Moi + la Politique = Moi Politique || Moi & la Politique = 2 || 3
Alors oui, je prends le risque, tous les jours, de perdre des moyens car ma liberté n’est pas à vendre. Mes tweets, mes articles, mes logs IRC, mes mails perso tout ceci est MA communication, MON expression … Personnelle, qui vient de moi et pas de mon employeur, des différentes structures dans lesquelles j’ai des responsabilités.

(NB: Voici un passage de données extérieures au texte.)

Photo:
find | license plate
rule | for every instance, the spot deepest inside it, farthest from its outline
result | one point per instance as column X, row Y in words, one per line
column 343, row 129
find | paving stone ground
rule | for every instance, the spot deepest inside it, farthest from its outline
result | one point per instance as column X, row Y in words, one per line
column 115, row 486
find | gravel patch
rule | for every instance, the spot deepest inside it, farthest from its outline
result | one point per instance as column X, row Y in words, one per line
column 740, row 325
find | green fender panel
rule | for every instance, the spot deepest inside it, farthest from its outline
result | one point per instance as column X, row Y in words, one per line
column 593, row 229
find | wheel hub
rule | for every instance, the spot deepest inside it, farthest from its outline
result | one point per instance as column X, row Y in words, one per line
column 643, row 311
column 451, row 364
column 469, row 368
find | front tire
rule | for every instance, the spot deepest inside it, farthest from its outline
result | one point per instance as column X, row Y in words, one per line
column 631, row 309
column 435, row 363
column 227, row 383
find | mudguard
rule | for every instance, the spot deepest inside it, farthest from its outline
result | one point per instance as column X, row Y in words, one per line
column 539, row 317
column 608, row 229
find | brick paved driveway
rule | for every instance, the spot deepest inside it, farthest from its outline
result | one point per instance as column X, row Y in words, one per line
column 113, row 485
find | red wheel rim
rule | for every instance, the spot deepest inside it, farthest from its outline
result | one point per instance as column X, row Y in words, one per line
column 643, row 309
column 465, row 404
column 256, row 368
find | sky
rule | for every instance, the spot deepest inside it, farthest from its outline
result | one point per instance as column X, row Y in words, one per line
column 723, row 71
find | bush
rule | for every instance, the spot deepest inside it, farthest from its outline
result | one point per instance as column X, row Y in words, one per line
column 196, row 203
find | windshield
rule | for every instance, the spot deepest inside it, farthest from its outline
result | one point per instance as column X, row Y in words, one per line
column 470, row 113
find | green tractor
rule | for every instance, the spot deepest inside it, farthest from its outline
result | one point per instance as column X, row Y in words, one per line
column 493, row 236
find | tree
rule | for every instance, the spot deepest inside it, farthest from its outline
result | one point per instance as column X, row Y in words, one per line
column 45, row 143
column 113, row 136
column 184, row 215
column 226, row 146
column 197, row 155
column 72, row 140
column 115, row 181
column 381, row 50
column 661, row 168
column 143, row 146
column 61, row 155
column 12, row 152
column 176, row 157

Il m’a fallu un peu de temps pour identifier ce point « bloquant » dans ma vie professionnelle. Tu vas me dire : écoutes Ludo, faut savoir ce que tu veux hein ! Tu montes une asso recevant des subventions donc faut être lisse, dans les cadres. Sinon, tu montes une entreprise classique.
Les questions sous-jacentes sont plutôt : que veut on pour notre bassin de vie ? Et comment mettre en oeuvre, faire, aussi bien que possible ? Sommes nous dans la bonne direction ? Faut-il que JE m’exprime moins publiquement ?
L’avenir nous le dira et je reviendrai faire un bilan, ici, sur mon blog PERSO.